I'm Richard, the lead writer for Senior Cat Wellness. I'm experienced in all cat health-related matters, behavioral issues, grooming techniques, and general pet care. I'm a proud owner of 5 adult cats (all adopted strays), including a senior cat who is now 20.

2 thoughts on “Why is My Elderly Cat Yowling at Night: What Excessive Vocalization Means!”

  1. Hi, our senior cat Belle started meowing consistently for about a month now. Mainly at night but sometimes in the morning also. We know she has arthritis. I use Cosequin for that. After reading the article, I think she may have Dementia, and anxiety. But, the main thing is meowing more so at windows and doors, she wants desperately to go outside. She is not an outside cat and she is not in heat she’s been fixed. When she can get a chance she bolts out the door. She really has not gone far, except last week she went into our neighbors yard, that’s not her! Now she seems to be getting worse should I get her to the Vet? And, will blood test give me some answers? Thanks, Crying for Help!

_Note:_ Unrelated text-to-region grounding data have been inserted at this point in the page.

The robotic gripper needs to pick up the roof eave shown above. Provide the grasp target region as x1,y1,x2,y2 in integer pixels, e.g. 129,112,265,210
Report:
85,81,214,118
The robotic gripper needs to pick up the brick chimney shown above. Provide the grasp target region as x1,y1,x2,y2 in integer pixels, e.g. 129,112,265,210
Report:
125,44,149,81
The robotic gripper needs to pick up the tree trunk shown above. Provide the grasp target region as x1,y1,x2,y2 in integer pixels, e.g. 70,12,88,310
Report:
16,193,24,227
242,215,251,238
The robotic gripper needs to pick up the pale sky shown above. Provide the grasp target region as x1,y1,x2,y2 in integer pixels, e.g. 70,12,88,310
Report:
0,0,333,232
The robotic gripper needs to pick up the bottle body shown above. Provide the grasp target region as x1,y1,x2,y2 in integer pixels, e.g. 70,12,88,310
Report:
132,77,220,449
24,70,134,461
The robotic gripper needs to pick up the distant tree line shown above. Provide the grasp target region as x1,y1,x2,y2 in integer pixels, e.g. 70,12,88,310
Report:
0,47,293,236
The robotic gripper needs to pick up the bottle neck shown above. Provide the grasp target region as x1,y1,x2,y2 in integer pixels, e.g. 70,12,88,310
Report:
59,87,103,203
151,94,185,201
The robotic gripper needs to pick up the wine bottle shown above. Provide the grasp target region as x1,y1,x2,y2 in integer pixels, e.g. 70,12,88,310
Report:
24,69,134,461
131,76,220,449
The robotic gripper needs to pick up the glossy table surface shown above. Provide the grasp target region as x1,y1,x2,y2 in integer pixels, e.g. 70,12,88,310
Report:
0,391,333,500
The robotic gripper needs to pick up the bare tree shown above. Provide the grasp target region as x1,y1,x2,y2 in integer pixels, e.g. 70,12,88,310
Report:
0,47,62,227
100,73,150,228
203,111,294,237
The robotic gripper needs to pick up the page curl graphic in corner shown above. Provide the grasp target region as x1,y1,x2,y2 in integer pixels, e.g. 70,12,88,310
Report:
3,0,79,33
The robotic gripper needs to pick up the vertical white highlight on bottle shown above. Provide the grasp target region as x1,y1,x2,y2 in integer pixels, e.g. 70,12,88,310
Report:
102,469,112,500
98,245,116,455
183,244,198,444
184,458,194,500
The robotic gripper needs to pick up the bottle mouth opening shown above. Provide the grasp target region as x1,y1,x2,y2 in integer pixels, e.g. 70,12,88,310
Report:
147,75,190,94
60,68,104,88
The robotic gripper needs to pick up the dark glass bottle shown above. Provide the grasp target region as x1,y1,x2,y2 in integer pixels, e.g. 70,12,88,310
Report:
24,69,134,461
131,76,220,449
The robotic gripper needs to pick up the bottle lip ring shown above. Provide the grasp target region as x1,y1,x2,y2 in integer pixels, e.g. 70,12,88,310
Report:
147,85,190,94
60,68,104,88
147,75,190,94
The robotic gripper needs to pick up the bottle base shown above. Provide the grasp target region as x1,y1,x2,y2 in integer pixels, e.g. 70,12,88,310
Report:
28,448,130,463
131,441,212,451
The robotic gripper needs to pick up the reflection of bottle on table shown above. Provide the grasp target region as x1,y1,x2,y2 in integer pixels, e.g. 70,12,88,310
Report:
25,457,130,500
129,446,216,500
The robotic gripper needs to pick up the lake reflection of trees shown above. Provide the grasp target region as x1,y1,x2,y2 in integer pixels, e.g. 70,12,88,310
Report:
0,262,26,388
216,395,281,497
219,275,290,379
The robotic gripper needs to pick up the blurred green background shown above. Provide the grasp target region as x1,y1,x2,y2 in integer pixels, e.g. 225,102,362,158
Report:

  2. Our cat is 19 and lost her sister a year ago. She howls every morning and when we open her door it is almost deafeningly sad. We feed her all the best food to help not just packet food as she only licks off the gravy. She starts howling about 3pm and it is painful to listen to, so we feed her and put her in her room because if we feed her and dont shut the door, she is out again 5 minutes later howling again. I give her arthitus stuff on her food but it doesn’t help much. She has lots of cosy beds, baskets, teddies and toys, always clean litter and a water fountain. Any ideas please?